- Valtonera Location within Greece
- Coordinates: 40°37′59″N 21°34′59″E﻿ / ﻿40.63306°N 21.58306°E
- Country: Greece
- Administrative region: West Macedonia
- Regional unit: Florina
- Municipality: Amyntaio
- Municipal unit: Aetos
- Elevation: 600 m (2,000 ft)

Population (2021)
- • Community: 172
- Time zone: UTC+2 (EET)
- • Summer (DST): UTC+3 (EEST)
- Postal code: 530 75
- Area code: 23860

= Valtonera =

Valtonera (Βαλτόνερα; before 1928: Κάτω Νεβόλιανη – Kato Nevoliani) is a small village in the region of Florina, northern Greece. According to the 2021 Greek census the village had 172 inhabitants.

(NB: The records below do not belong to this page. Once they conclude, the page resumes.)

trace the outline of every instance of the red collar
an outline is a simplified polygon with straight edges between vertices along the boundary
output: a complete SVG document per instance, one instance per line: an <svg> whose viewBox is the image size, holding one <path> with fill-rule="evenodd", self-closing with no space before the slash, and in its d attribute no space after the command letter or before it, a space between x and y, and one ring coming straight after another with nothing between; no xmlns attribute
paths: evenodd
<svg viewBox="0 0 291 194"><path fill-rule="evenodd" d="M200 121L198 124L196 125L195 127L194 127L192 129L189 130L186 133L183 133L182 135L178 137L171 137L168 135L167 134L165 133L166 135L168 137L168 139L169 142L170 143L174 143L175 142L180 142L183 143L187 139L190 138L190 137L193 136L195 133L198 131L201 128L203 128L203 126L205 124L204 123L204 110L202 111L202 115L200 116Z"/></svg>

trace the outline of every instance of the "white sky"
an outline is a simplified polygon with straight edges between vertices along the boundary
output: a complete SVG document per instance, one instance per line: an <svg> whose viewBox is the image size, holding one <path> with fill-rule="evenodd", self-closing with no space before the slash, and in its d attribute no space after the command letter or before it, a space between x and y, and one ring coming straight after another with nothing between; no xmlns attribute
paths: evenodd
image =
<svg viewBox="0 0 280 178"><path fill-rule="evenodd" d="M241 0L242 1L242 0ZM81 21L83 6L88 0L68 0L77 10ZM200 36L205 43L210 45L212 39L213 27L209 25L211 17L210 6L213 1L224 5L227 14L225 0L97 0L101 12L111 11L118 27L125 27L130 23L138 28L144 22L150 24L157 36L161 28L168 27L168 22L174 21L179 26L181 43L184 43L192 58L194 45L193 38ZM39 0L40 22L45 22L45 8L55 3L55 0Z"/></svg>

The village is located in the small plain of the municipality of Amyntaio.

== Demographics ==
The 1920 Greek census recorded 171 people in the village, and 171 inhabitants (33 families) were Muslim in 1923. Following the Greek–Turkish population exchange, Greek refugee families in Kato Nevoliani were from the Caucasus (54) in 1926. The 1928 Greek census recorded 219 village inhabitants. In 1928, the refugee families numbered 54 (168 people).

Valtonera had 358 inhabitants in 1981. In fieldwork done by anthropologist Riki Van Boeschoten in late 1993, Valtonera was populated by a Greek population descended from Anatolian Greek refugees who arrived during the population exchange, Slavophones and Aromanians. Pontic Greek was spoken in the village by people over 30 in public and private settings. Children understood the language, but mostly did not use it.

==Culture==
The Association «Proodos» (Progress) was founded by the residents of the village in 1981, while the sports club «Thyella» (Storm) is based in the village. The church of the village which holds an annual festival on 21 May is dedicated to Saints Constantine and Helena.

In 2003 Dimitra Koutsouridou of Valtonera entered the Guinness World Records, gathering a total of 8,514 pencil sharpeners, which are located and exhibited at the Elementary School of the village.